Maksudnya, keyakinan/kepercayaanmu salah, sudah tercampur animis me, yang membolehkan berbuat “Ma-lima”. Ajaran agamamu tanpa dasar/landasan yang haq (seperti wahyu), tetapi hanya berupa tahayul.
- Dondomana jlumatana kanggo seba mengko sore
(Ind. jahitlah kampuh/kain selimutmu yang rusak untuk bekal menghadap nanti sore)
Maksudnya, para penguasa negeri dan rakyatnya dianjurkan segera menjahit kain selimut (memperbaiki keyakinan) yang salah tadi dengan ajaran/Agama Islam.
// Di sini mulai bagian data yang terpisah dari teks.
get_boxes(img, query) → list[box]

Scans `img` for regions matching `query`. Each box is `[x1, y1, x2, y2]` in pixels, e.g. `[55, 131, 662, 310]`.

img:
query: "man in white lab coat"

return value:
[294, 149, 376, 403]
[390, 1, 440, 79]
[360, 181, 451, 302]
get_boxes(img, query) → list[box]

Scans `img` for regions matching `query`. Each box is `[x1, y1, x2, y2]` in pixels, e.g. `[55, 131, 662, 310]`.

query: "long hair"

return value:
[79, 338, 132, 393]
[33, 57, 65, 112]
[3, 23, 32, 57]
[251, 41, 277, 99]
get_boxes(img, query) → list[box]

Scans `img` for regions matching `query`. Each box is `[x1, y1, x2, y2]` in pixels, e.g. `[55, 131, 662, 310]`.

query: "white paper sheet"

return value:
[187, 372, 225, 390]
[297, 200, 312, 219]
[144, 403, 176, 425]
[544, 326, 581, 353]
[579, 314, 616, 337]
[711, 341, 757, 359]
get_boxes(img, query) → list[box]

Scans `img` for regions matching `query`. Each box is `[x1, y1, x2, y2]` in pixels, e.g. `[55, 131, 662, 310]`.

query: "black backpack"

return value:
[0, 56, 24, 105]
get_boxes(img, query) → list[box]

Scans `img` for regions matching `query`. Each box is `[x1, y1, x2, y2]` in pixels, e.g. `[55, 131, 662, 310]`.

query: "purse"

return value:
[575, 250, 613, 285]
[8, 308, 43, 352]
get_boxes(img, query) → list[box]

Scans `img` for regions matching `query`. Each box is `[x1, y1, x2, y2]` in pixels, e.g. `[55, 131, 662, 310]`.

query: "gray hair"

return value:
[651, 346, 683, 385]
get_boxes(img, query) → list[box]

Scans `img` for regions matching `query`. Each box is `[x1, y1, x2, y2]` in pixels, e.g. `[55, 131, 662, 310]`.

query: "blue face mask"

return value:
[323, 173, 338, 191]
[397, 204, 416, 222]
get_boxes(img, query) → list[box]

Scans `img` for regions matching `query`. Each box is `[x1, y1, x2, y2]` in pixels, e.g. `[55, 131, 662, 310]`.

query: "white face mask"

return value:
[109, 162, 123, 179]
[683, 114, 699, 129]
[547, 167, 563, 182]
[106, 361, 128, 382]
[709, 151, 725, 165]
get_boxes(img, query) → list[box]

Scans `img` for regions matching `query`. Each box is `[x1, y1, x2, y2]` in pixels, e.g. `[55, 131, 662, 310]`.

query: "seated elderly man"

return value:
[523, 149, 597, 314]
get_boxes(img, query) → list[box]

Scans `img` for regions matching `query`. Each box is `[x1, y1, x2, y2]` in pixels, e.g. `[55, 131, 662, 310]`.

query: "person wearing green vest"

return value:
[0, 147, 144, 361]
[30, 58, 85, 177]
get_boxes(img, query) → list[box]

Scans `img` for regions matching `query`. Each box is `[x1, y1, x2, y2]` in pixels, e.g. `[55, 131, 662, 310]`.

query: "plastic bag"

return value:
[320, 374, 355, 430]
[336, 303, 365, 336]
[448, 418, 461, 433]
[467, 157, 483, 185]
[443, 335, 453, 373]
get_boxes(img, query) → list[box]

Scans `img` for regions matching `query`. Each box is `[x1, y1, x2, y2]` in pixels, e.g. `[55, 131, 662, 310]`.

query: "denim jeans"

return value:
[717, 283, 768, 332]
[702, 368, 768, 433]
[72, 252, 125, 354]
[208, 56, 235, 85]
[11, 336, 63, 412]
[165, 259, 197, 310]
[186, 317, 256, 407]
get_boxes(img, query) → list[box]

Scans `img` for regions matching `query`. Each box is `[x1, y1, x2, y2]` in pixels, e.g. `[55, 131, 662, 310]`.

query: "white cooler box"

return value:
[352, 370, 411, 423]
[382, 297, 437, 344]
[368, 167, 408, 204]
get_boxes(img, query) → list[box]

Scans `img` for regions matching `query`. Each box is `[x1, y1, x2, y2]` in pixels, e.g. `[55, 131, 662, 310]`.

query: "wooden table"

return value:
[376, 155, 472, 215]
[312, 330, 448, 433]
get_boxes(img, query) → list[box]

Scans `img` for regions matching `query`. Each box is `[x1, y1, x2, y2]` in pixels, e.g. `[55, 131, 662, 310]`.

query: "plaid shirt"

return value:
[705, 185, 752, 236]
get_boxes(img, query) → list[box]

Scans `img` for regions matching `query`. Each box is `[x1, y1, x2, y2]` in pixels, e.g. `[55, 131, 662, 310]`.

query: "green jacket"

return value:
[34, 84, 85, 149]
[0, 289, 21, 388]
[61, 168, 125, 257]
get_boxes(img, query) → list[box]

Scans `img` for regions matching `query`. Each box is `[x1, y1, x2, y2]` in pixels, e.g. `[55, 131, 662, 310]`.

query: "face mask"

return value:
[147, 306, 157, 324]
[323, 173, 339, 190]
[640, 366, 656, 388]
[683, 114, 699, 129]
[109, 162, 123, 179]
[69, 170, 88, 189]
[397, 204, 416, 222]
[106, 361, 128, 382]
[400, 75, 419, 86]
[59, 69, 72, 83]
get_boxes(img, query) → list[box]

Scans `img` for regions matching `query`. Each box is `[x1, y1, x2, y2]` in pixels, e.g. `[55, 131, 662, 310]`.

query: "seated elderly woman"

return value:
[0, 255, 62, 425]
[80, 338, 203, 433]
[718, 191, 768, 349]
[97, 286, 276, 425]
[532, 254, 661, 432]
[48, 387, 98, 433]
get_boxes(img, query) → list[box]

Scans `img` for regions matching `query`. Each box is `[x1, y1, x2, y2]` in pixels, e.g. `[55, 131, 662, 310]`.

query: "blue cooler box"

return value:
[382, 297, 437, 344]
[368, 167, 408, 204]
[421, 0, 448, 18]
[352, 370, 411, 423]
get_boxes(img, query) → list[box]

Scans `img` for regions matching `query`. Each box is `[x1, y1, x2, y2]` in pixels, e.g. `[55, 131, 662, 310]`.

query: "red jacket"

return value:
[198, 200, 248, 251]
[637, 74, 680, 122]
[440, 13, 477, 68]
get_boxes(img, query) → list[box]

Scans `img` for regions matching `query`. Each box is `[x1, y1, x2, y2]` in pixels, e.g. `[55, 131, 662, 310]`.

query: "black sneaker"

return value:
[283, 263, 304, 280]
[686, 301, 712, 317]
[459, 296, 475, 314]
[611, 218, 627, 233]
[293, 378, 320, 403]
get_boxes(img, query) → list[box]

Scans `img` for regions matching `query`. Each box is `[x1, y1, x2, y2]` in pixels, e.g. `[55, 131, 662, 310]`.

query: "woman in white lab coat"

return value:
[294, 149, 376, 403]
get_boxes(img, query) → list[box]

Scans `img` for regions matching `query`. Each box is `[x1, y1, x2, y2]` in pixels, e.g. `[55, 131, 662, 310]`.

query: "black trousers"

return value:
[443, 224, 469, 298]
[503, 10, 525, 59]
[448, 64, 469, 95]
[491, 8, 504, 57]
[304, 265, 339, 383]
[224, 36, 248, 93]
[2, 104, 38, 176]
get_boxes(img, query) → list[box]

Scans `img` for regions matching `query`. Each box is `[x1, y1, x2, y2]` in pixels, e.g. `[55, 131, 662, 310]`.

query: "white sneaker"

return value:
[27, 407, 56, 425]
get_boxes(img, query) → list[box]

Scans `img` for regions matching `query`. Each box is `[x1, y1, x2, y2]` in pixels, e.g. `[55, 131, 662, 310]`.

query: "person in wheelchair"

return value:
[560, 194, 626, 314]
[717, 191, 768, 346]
Itu semua dimaksudkan sebagai bekal/persiapan sewaktu-waktu dipanggil Allah SWT (meninggal dunia). “Mengko sore” atau nanti sore mengandung pengertian bahwa umur manusia itu merupakan takdir/ketentuan Sang Penguasa Jagad Raya.
- Mumpung jembar kalangane, mumpung padhang rembulane
(Ind. mumpung luas jangkahnya, mumpung terang bulannya)
Maksudnya, mumpung panjang jalannya, mumpung ada waktu untuk bertobat (belum meninggal), segeralah mengikuti ajaran Agama Islam.
- Sun suraka surak hore
(Ind. tepuklah, bertepuk-tanganlah sambil berucap ‘hore’)
Maksudnya, bersuka/bersenang-senanglah setelah berpegang teguh pada Agama Islam. Semoga Allah SWT memberikan anugerah bagi kita sekalian. (Sumber apresiasi dari Panyebar Semangat, edisi 43, 2007).

2. Guritan (Puisi Jawa)

ZIARAH
(Basuki Widodo)

dak tandur wangine kembang mlathi
pinangka rabuk watu nisanmu
ana lagu gumonthang
mbarengi runtuhe kembang semboja
siji mbaka siji

tanpa dak rasa srengengeku bakal angslup
kejepit nisan iki
nadyan ora dak ranti

Surabaya, 1989
Panyebar Semangat, No.20, 13 Mei 1989

Terjemahan Bahasa Indonesia dan apresiasinya
ZIARAH
Aku tanam semerbak wanginya bunga melati/sebagai pupuk batu nisanmu/ ada lagu berkumandang/bersamaan dengan jatuhnya bunga kamboja/satu persatu.
Tiada terasa matahariku akan tenggelam/terjepit nisan ini/walaupun tidak aku tunggu

Isi puisi Ziarah:
Berziarah kubur itu diibaratkan seperti orang sedang menanam bunga melati yang harum sekali baunya. Bisa juga dikiaskan seperti orang yang sedang memupuk tanaman sehingga semakin subur pertumbuhannya. Atau, bak orang menghibur yang sedang bersedih dengan lagu-lagu.
Tetapi, orang melakukan ziarah kubur itu tidak akan bisa selamanya. Sebab, semua manusia kelak akan meninggal dunia sebagaimana orang yang sedang diziarahi.

Amanat puisi ZIARAH:
Manusia hidup di dunia itu tak ubahnya seperti orang yang sedang antri mati. Maka dari itu ziarah kubur baik untuk dilakukan. Sebab, dengan bertindak demikian berarti mengingatkan manusia itu sendiri bila kelak pasti akan mendapat gilirannya.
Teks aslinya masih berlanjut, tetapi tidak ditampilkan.